[
http://jira.jboss.com/jira/browse/JBSEAM-1277?page=comments#action_12366614 ]
Chris Rudd commented on JBSEAM-1277:
------------------------------------
I have resolved this by making the following modifications :
ExceptionFilter.java
protected void endWebRequestAfterException(HttpServletRequest request,
HttpServletResponse response, Exception e)
throws ServletException, IOException
{
log.debug("ending request");
//the FacesContext is gone - create a fake one for Redirect and HttpError to call
MockFacesContext facesContext = createFacesContext(request, response);
facesContext.setCurrent();
+ // Flush session and conversation contexts as the request did not end correctly due
to the exception.
+ if (Contexts.isConversationContextActive())
+ {
+ if (!Init.instance().isClientSideConversations())
+ {
+ Contexts.getConversationContext().flush();
+ }
+ }
+ if (Contexts.isSessionContextActive())
+ {
+ Contexts.getSessionContext().flush();
+ }
+
ServerConversationContext does not process removals / additions when
an exception propagates up
-----------------------------------------------------------------------------------------------
Key: JBSEAM-1277
URL:
http://jira.jboss.com/jira/browse/JBSEAM-1277
Project: JBoss Seam
Issue Type: Bug
Components: Core
Affects Versions: 1.3.0.ALPHA, 1.2.1.GA, 1.2.0.GA
Reporter: Chris Rudd
I have an Stateful EJB Component that throws an exception (this is expected, im testing
that the system can recover from that error). This causes the component to be removed from
the seam contexts (via the RemoveInterceptor). Then the exception floats up and is caught
by the ExceptionFilter, and is redirected to a new view. All that works correctly. BUT
when I return to the conversation that contained the EJB component, the component is still
in it (even though the RemoveInterceptor removed it).
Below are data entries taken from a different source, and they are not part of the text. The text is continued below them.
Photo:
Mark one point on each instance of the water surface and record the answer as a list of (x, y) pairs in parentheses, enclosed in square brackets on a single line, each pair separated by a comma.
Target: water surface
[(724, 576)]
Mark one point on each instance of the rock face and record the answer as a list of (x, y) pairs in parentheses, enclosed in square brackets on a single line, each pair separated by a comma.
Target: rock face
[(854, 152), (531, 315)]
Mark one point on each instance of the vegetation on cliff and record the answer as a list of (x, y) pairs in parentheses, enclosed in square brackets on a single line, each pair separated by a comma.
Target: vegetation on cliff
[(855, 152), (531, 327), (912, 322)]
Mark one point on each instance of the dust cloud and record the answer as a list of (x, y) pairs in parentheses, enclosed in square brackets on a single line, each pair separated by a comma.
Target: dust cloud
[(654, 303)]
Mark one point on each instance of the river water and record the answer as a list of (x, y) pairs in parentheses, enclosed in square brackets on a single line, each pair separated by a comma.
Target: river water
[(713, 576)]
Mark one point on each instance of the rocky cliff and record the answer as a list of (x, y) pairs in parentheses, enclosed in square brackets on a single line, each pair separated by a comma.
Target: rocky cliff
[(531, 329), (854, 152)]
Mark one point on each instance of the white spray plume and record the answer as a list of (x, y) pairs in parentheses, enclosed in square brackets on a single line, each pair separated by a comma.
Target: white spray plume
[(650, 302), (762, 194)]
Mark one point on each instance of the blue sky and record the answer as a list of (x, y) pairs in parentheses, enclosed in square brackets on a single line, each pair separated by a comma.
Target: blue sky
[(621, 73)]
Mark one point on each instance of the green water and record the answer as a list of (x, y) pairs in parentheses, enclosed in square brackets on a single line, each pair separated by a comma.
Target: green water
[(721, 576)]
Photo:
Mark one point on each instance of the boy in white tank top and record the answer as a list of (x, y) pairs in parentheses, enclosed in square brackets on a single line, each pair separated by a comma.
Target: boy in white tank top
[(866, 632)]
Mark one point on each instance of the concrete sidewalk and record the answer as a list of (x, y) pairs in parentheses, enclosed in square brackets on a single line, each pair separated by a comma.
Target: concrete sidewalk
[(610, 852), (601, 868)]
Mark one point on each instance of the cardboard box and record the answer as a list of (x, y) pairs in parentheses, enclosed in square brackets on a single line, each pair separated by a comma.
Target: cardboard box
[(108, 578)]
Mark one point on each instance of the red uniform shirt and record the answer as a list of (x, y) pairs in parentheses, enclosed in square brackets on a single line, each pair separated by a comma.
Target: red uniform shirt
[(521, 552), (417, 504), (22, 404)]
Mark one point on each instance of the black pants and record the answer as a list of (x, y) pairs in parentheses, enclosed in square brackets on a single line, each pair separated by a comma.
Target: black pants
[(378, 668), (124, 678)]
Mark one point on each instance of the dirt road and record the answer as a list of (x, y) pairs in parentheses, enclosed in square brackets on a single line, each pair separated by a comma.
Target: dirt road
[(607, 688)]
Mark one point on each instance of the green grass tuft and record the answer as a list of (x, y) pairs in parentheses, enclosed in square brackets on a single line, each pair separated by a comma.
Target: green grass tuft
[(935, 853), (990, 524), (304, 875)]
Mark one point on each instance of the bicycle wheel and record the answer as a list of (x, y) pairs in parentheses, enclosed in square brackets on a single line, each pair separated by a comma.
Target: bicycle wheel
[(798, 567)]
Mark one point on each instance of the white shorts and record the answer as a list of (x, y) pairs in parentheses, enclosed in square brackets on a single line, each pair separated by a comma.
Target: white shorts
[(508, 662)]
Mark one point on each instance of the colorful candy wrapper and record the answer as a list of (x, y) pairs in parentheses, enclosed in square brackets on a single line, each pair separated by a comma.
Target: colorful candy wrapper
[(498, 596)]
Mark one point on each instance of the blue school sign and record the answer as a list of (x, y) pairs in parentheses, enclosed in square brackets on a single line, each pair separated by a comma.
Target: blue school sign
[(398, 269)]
Ive traced it down to this :
ServerConversationContext.remove -- this adds the removal to the removals list, but does
not update the session.attributes (the real storage for the context).
ServerConversationContext.flush -- this applies the removals / additions to the session
attributes map.
The problem is that flush is never called when an exception propagates out. Thus the
changes to that context are never flushed to the session attributes.